Certo è sempre molto difficile dare un senso al sogno quando è contestualizzato come nel caso dei sogni di detenute in una situazione estrema e con molte variabili. Lo sforzo dell'autrice ammirevole è stato quello di tentare sempre e comunque una contestualizzazione nella relazione del gruppo cogliendo elementi più significativi sul piano emozionale che emergevano dall'incontro delle detenute/pazienti. Sogni collettivi come manifestazione di un inconscio che ha tessuto una trama di relazioni spesso allargate ai film visti insieme contenitori di ansie e desideri identificazioni e sofferenze amori e privazioni che circolano nelle vene del carcere. Viene da chiedersi: quali similarità o differenze trovava l'autrice nel lavorare con i sogni di detenute e con i sogni di persone libere accolte e contenute nel calore più intimo del suo studio privato? Assonanze tra questi sogni – risponde Lella Ravasi – e altri che vedevo apparire negli incontri analitici nella normalità dell'inconscio senza sbarre nel setting consolidato e protetto del mio studio mi aprivano a nuove forme del sentire a nuove musicalità secondo l'orecchio musicale del transfert modulato sulla memoria implicita nel luogo che viene prima della parola. Incontrare il carcere – insiste l'autrice – apre alle visioni delle schegge dell'umano e nei sogni si fa l'esperienza della frantumazione delle tante esistenze incompiute in noi del riapparire di quanto – espresso o non espresso – ci danna l'esistenza.

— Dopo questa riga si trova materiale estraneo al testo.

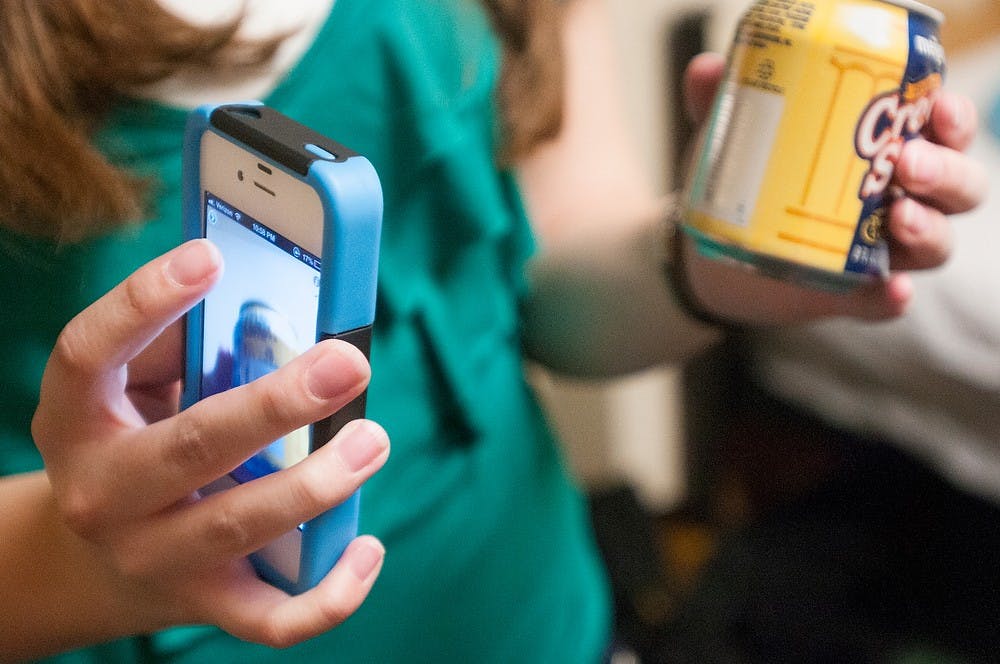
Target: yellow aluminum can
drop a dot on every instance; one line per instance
(794, 168)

La forza di questo libro sta nella realtà umana che vi è presentata nello spessore psicologico delle donne che narrano i loro sogni e possono vivere determinate emozioni nell'occasione offerta loro di poter liberare il proprio inconscio attraverso i sogni e di esprimere tutta la profondità misteriosa del femminile. Particolarmente belli e toccanti sono i passaggi del libro dedicati alla nostalgia i richiami alle parole di Pontalis: Non è il passato che il nostalgico idealizza non è al presente che volta le spalle ma a ciò che muore. La nascita come primo momento di separazione dell'essere umano rimanda al paese natale come metafora della vita al dialetto come linguaggio primario degli affetti all'infanzia come mito lontano e irraggiungibile eppure presente nell'inconscio di ognuna di loro. è il mito della sabbia africana di Joy dell'oceano immenso che separa Cecilia dai figli: Luoghi dove la nostalgia si anima di una rinascita che anche nei sogni è materia viva e aiuta a resistere a durare a cambiare.
è presente nel libro una densa analogia tra sogno e poesia: non tanto per le belle poesie che costellano il testo ma per la stessa radice visionaria la stessa potenza della metafora la stessa capacità di far vivere emozioni. Di fatto sogno e poesia si intrecciano e i simboli diventano materia viva espressione per dirla con Jakobson della proiezione dell'asse paradigmatico inconscio di queste donne dietro le sbarre sull'asse sintagmatico della propria intima narrazione poetica che si libra al di là delle sbarre. Poi viene la separazione e l'esperienza resta nella memoria. Questa conferisce consistenza e identità all'inconscio che il lavoro di gruppo ha modulato direi plasmato legandolo come un ponte metaforico al mondo senza tempo dell'infanzia.